Duruşunuz feyzdir hepimize. Hayalimizdeki gün geldiğinde öyle bir yaşam kurmalıyız ki sizden, sizsiz kalan bizden, Ege'den, Vera'dan ve tüm sevdiklerinizden çalınan tüm günleri yerine hızlıca koyarcasına, tek bir anı ziyan etmeden.

Dışarıdan içeriye mektuplar: Hoşça kal Calimeroluk
İllüstrasyon: Tarık Tolunay

AYŞEN ŞAHİN

Mektup yazarken önce hal-hatır sorar, sonra kendinden haber eder insan, özlemler ve selamlarla kapanır sayfa.

Bu yüzden kalem zorlanıyor dışarıdan içeriye yazarken. Ya kazara satır arası bir can çekmesi, en ufak bir şüphe, iğne başı kadar umutsuzluk düşürürsem akıllara korkusu ya da asıl siz dururken kendimizden bahsetmek mümkün mü?

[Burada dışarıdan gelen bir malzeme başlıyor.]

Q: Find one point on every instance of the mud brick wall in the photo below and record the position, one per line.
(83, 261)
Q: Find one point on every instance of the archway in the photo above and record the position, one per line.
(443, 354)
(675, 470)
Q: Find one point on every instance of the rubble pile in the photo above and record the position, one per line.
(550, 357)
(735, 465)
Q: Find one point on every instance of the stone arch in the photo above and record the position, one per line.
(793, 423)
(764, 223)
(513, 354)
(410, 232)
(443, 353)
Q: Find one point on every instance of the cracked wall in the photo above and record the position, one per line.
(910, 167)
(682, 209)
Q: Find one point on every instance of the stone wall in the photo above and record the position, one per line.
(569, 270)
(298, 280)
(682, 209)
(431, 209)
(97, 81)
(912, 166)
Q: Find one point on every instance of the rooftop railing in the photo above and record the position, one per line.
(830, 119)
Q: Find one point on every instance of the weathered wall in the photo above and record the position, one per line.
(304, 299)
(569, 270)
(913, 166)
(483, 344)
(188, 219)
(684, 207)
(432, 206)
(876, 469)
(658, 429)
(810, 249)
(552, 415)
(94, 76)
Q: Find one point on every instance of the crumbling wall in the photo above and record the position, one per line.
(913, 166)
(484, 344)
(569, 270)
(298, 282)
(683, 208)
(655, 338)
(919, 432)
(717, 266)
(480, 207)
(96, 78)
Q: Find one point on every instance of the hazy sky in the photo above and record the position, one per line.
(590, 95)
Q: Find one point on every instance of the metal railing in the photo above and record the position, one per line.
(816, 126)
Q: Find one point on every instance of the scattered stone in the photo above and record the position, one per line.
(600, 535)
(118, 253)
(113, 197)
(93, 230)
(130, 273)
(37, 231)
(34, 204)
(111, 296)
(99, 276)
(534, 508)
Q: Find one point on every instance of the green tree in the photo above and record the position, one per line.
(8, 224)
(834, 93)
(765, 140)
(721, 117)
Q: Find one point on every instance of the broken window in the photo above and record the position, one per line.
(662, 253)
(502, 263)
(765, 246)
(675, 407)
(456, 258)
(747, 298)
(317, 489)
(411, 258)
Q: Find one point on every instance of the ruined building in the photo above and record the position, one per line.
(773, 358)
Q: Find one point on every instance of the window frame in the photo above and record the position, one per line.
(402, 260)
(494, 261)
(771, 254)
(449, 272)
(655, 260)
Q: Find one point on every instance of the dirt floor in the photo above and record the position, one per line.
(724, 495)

Nasılsınız? İyi görünüyorsunuz açık görüş fotoğraflarında, iyi kalem tutuyor, sürekli üretiyor, susmuyorsunuz inadına.


Umarım iyisinizdir, böyle uzaktan ummak yetiyor mu acaba diğer insanlara?

Bizi sorarsanız, iyiyiz demek pek mümkün değil, dışarıdan içeriye iyi değiliz demek ayıp olsa da. Kime sorsam ne bu bahar bahardan sayıldı ne de bu yaz yazdan.

Ne tadımız var ne de ağız tadıyla bir isyan.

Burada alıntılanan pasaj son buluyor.